Action Recognition with Artificial Neural Networks (Master Thesis 13/07/2015)
This repository contains the code developed to extract and process features from the dataset UCF-101 using DenseTrajectories.
Having extracted these features, a Neural Network at trajectory-patch level is trained in order to classify the activity that is being executed in the video (i.e: playing a piano, walking, ...). In order to do that, it has been proposed different voting schemes.
* Extraction performed under a SunGridEngine cluster. * Using DenseTrajectories as feature extractor. * Training and evaluation performed using [deepnet](https://github.com/nitishsrivastava/deepnet) with [Eigen](http://eigen.tuxfamily.org/index.php?title=Main_Page).
Frames of UCF-101 videos:
Features are extracted around de detected movement, like a 3D patch.

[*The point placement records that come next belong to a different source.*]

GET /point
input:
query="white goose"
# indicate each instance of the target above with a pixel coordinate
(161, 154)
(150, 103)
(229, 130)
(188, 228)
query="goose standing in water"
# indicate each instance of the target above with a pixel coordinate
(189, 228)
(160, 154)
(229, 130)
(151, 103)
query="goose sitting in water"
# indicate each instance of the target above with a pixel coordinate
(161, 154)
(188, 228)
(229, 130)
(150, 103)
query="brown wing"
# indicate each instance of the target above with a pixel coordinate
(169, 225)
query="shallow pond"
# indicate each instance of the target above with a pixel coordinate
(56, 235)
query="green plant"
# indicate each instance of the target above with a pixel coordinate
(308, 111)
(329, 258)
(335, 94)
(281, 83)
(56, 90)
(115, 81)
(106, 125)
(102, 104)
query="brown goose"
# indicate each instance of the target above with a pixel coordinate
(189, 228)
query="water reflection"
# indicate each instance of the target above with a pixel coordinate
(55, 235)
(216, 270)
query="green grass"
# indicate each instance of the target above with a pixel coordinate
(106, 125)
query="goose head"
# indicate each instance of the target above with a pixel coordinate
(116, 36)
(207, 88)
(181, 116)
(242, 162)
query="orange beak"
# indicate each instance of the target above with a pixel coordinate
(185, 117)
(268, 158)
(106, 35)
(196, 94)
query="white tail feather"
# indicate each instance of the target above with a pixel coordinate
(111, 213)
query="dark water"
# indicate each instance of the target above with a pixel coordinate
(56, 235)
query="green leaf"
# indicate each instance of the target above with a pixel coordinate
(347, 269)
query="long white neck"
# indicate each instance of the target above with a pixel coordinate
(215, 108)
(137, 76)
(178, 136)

Different features are extracted:
* Histograms of Oriented Gradients (HOG) * Histograms of Optical Flow (HOF) * Motion Boundary Histograms (MBH) * Trajectory's information
All these values are composed in a 435 feature vector.
Classification model: Neural Network
We have used a Neural Network at patch level, learning how to classify each patch into one of the 101 classes. Once the training is completed, we can extract features from one video and then classify each patch individually.
Finally, we have used different voting schemes, i.e: posterior sum or most voted, weighting with all the patches in one video, in order to provide the final label.
This final procedure improves in every case the classification, obtaining an improvement of 40 percentual points over using just the label provided at patch level.